For this year’s rookie class, just days away from their first significant payday, the reaction has ranged from shrug inducing to sobering.


“You never know what’s going to happen and I hate to see people go down and get injured. Sadly, it’s a part of the game and it’s a part of sports,” Jarrett Culver said. “When things happen like that it makes you appreciate what you have each and everyday. It makes you more thankful for the game and that you have the chance to go out and play.”


Tyler Herro, who enjoyed a meteoric rise up draft boards, echoed Culver’s sentiments.


“It’s unfortunate to see it,” Herro said. “Obviously, any injury like that is tough to see. For me, and I think the rest of the players, it just shows how anything can happen at any given moment, so don’t take anything for granted.”


De’Andre Hunter broke his leg in high school, placing his basketball future in jeopardy long before the possibility of a professional career and millions of dollars were a reality. He recovered thanks to a strong support system and returned even better than before. Then tragedy struck again, he hurt his wrist as Virginia was on the cusp of the 2018 NCAA Tournament.


“I felt like I took basketball for granted before [the injury]. After going through that, you never know,” Hunter said.


“At any moment, at any point in the game, you just never know. Even when I broke my wrist in the ACC semifinals, it felt that same way. It happened on one play and all of a sudden I couldn’t play in the NCAA tournament. Play every game you can, play every play and try to have fun while you are out there.”


Hunter’s approach gives us a look into the mind of an elite-level athlete, perhaps explaining why Durant insisted on returning from a calf injury and Thompson attempted two free throws and got back on defense with only one stable knee.


“They were warriors, literally and being on that team, but they went out and fought and I respect that about those guys. It’s really inspiring,” Cam Reddish said.


Some of the NBA’s incoming stars preached mindfulness, while others seem to have become numb to the occupational hazards common to basketball. 


“I wouldn’t say it changes my approach,” Keldon Johnson said. “It’s basketball; it comes with injuries. It takes a toll on your body. They were playing the game they love and unfortunately they got hurt. It doesn’t change me.” 

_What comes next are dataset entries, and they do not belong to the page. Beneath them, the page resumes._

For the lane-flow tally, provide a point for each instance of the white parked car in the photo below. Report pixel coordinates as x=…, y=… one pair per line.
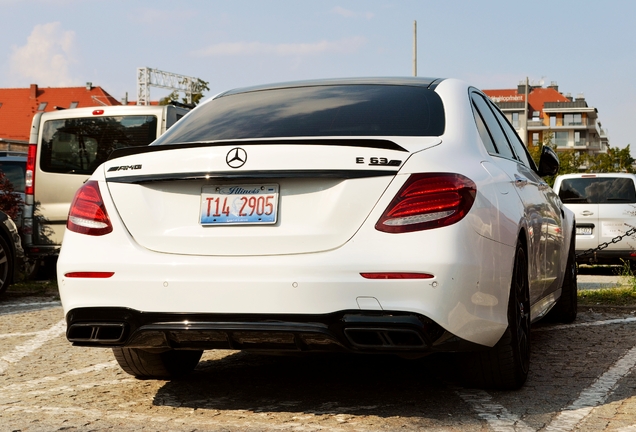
x=605, y=208
x=396, y=215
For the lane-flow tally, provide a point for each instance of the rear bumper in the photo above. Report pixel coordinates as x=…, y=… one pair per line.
x=348, y=331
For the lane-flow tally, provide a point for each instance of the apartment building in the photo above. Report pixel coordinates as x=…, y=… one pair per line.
x=535, y=110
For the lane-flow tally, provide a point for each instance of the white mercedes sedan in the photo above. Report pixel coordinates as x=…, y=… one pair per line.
x=378, y=215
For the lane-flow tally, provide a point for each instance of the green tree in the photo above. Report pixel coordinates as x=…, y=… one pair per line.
x=200, y=85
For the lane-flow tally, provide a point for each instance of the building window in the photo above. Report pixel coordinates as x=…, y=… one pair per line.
x=561, y=139
x=515, y=120
x=535, y=138
x=572, y=120
x=579, y=137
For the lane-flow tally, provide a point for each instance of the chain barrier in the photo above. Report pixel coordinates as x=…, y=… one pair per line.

Jaxson Hayes added: “It doesn’t change me. It was definitely interesting watching the whole situation and what it might mean though.”


There is honor and maturity in both responses. Players can’t afford to step onto the court thinking about the possibility of a cataclysmic injury but they shouldn’t take their great fortune for granted either. 


The NBA provides us with the highest level of basketball in the world, which also brings the highest highs and lowest lows.


“It’s faster and it’s a lot more physical than people think with the referees and touching and stuff,” Nickeil Alexander-Walker said. “You’ve got to be strong. You’ve got to be mentally strong as well because there is a lot of stuff that comes at you and can put you in a blender.”